They got it wrong last time … in a big way. They crunched the numbers and kept coming up with the wrong answer over and over. Now, nationwide pollsters are digging into the statistical weeds with more numbers and lingo than someone with a doctorate could interpret. But it came down to one thing in 2016, and you don’t need an advanced degree in election analysis to understand that 2020 hinges on one thing – voter turnout.
In a long – as in marathon-length – article for The New Republic, political forecasting analyst Rachel Bitecofer, waxes eloquent about the upcoming presidential election. Despite a not terribly concealed bias against the president, she makes many salient points about the upcoming election that has everyone on pins and needles, but her overall thesis can be boiled down to only one fact. To wit:
Negative partisanship is effective in getting people to vote. Simply put, this is the politics of despising the other party or opposing candidate enough to motivate people to go to the polls. Bitecofer found in her research that “Seventy-one percent of Republicans and 55 percent of Democrats now regard the opposition party as a force that stokes baleful national decline.” This dogged dislike for the other side turns into that all-important number of who will ultimately exercise their franchise November 3, 2020.
In reviewing the 2016 polling data, it was “The Non-Voters Who Decided The Election: Trump Won Because Of Lower Democratic Turnout,” as Forbes so aptly headlined just a few days following Trump’s surprising victory. This tells all because, whether it’s low turnout for the opposition or high turnout for your side, in the end, it’s just plain turnout with a capital “T” that drives the bus that leads to 1600 Pennsylvania Avenue.
If the president is to win again, this will be his ticket to the oval office, and his campaign people know this all too well. They focus on turnout, publish the numbers, and register rally attendees to vote for good reason. As I reported in another recent article for Liberty Nation, the data regarding those who show up for Trump campaign rallies is, thus far, very favorable in this crucial area.
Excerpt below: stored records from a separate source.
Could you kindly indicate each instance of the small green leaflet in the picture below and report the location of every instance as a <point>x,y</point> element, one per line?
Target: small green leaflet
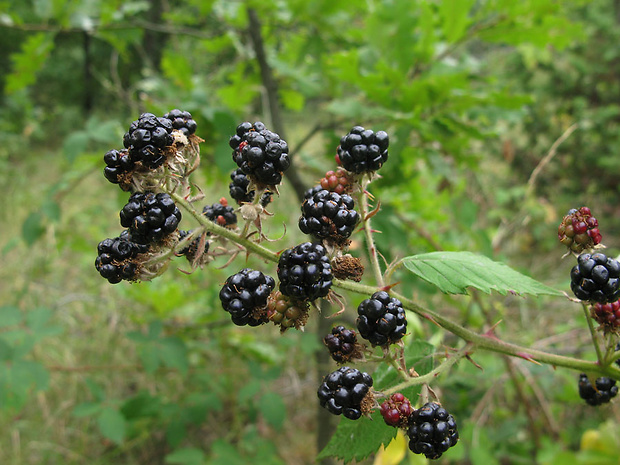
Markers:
<point>454,272</point>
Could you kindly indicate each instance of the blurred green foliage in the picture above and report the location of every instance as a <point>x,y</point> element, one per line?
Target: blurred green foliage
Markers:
<point>473,95</point>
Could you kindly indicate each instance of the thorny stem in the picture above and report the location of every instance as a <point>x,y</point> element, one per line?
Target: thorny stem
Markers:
<point>428,377</point>
<point>370,243</point>
<point>597,347</point>
<point>488,341</point>
<point>214,228</point>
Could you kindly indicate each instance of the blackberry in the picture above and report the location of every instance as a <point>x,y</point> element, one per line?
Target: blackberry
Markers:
<point>336,181</point>
<point>116,259</point>
<point>344,392</point>
<point>579,230</point>
<point>119,166</point>
<point>147,139</point>
<point>381,319</point>
<point>287,312</point>
<point>304,272</point>
<point>244,296</point>
<point>238,189</point>
<point>260,153</point>
<point>221,213</point>
<point>432,431</point>
<point>603,391</point>
<point>182,121</point>
<point>328,215</point>
<point>595,278</point>
<point>362,150</point>
<point>190,251</point>
<point>150,217</point>
<point>396,410</point>
<point>342,344</point>
<point>607,315</point>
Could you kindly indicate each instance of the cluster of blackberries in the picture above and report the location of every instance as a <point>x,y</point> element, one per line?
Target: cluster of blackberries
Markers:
<point>342,344</point>
<point>343,392</point>
<point>304,272</point>
<point>396,410</point>
<point>239,189</point>
<point>579,230</point>
<point>432,431</point>
<point>328,215</point>
<point>244,296</point>
<point>260,153</point>
<point>603,391</point>
<point>381,319</point>
<point>221,213</point>
<point>363,150</point>
<point>182,121</point>
<point>150,217</point>
<point>147,139</point>
<point>115,260</point>
<point>596,278</point>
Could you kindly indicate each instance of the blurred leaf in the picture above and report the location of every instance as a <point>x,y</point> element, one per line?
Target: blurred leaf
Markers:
<point>454,272</point>
<point>273,409</point>
<point>112,425</point>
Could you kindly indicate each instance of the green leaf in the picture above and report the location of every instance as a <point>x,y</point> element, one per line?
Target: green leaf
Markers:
<point>112,425</point>
<point>273,409</point>
<point>186,456</point>
<point>356,440</point>
<point>454,272</point>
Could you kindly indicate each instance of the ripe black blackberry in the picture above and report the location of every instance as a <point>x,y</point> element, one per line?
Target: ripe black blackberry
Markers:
<point>116,259</point>
<point>342,344</point>
<point>604,390</point>
<point>260,153</point>
<point>182,121</point>
<point>244,296</point>
<point>147,140</point>
<point>432,431</point>
<point>305,272</point>
<point>344,392</point>
<point>150,217</point>
<point>238,189</point>
<point>328,215</point>
<point>119,166</point>
<point>221,213</point>
<point>381,319</point>
<point>595,278</point>
<point>362,150</point>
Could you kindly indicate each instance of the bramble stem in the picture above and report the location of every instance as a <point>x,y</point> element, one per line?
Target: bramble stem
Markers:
<point>428,377</point>
<point>215,228</point>
<point>597,347</point>
<point>370,243</point>
<point>488,342</point>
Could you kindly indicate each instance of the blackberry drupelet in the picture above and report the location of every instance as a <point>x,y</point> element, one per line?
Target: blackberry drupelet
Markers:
<point>342,344</point>
<point>147,139</point>
<point>119,165</point>
<point>305,272</point>
<point>381,319</point>
<point>182,121</point>
<point>221,213</point>
<point>343,392</point>
<point>115,259</point>
<point>396,410</point>
<point>595,278</point>
<point>604,390</point>
<point>238,189</point>
<point>432,431</point>
<point>150,217</point>
<point>362,150</point>
<point>260,153</point>
<point>244,296</point>
<point>328,215</point>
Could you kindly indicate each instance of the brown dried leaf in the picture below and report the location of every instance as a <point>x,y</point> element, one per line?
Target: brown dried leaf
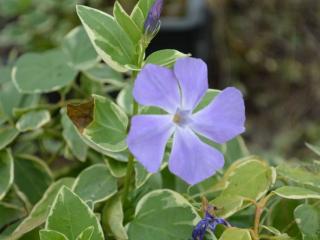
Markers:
<point>81,114</point>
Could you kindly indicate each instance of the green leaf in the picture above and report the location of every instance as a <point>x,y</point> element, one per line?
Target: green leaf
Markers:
<point>86,234</point>
<point>33,120</point>
<point>110,41</point>
<point>162,215</point>
<point>108,128</point>
<point>117,169</point>
<point>259,177</point>
<point>40,211</point>
<point>314,148</point>
<point>79,49</point>
<point>6,172</point>
<point>9,213</point>
<point>299,175</point>
<point>166,57</point>
<point>30,171</point>
<point>42,72</point>
<point>51,235</point>
<point>72,138</point>
<point>102,73</point>
<point>307,218</point>
<point>291,192</point>
<point>140,12</point>
<point>77,216</point>
<point>235,234</point>
<point>112,218</point>
<point>10,98</point>
<point>125,99</point>
<point>127,24</point>
<point>95,184</point>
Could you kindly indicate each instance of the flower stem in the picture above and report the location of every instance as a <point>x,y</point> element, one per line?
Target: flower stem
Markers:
<point>130,166</point>
<point>259,210</point>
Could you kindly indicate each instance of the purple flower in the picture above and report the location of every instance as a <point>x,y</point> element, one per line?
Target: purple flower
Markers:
<point>178,92</point>
<point>208,222</point>
<point>152,23</point>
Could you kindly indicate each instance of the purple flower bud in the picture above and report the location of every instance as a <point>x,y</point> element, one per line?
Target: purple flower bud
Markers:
<point>208,222</point>
<point>152,23</point>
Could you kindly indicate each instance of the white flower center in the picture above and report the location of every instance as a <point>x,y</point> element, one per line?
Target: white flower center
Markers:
<point>181,117</point>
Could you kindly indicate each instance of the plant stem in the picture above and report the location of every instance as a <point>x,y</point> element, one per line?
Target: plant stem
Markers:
<point>259,210</point>
<point>130,167</point>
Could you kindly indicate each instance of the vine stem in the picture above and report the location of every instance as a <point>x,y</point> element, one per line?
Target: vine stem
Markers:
<point>259,210</point>
<point>130,167</point>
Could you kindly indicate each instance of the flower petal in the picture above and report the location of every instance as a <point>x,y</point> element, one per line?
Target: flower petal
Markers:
<point>148,137</point>
<point>191,159</point>
<point>192,74</point>
<point>223,118</point>
<point>157,86</point>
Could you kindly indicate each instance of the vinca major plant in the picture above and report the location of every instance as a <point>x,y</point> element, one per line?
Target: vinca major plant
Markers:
<point>99,140</point>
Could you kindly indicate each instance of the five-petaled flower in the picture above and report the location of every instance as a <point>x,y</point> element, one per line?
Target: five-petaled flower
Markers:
<point>152,23</point>
<point>178,92</point>
<point>208,222</point>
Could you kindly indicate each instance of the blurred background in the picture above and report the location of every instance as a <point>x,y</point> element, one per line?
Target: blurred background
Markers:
<point>270,49</point>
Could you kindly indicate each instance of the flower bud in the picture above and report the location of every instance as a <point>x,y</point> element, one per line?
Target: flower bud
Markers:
<point>152,23</point>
In Kentucky, those who voted once or less in the last four elections totaled 28%. In Mississippi, it was 24%, and in Arizona, 26% of the people who came to the Trump extravaganza in Phoenix did not vote in 2016. Rally by rally, Trump’s people track these folks and count those whom they register. Of course, not all these people may actually go to the poll on election day. But what if a portion of them do? All that must happen for a Trump win is for Democrats to stay home and Republicans – along with these newbies – to vote early, though not often, unless they’re in Chicago, of course.
All kidding aside, the raw statistics are not in the president’s favor. The electorate, as Bitecofer accurately states, is not even-steven: “[As] currently constituted, there are more potential Democratic voters out there than there are Republican, and not just in California. There are more in the Midwest and the Sun Belt. There are so many more in Virginia and Colorado that both states have moved off the swing state map.”
But – and this is a huge but – if one goes back to the original premise of negative partisanship, one must ask who is motivated to go to the polls and who is motivated to stay home and nuke their dinner while watching the tube?
First of all, the Democrats must – as in absolutely must – nominate someone who excites them. So far, that appears to be Bernie Sanders, but for a large swath of the American public, as Chris Matthews thunders on his Hardball program night after night – Sanders is a big turn off. This isn’t just because moderate Dems don’t like him. No, what Bernie brings to the table is a huge (as the president would say) group of Americans who don’t just dislike the democratic socialist – but fear him.
And that, dear readers, is just the ticket to a massive negative partisanship vote in favor of the president. The final sentence of Ms. Bitecofer’s article in The New Republic says just that: “Partisanship is a hell of a drug—especially when it’s cut with a heavy dose of existential fear.”
Indeed, it is, and this is precisely why America is likely to give Mr. Trump four more years.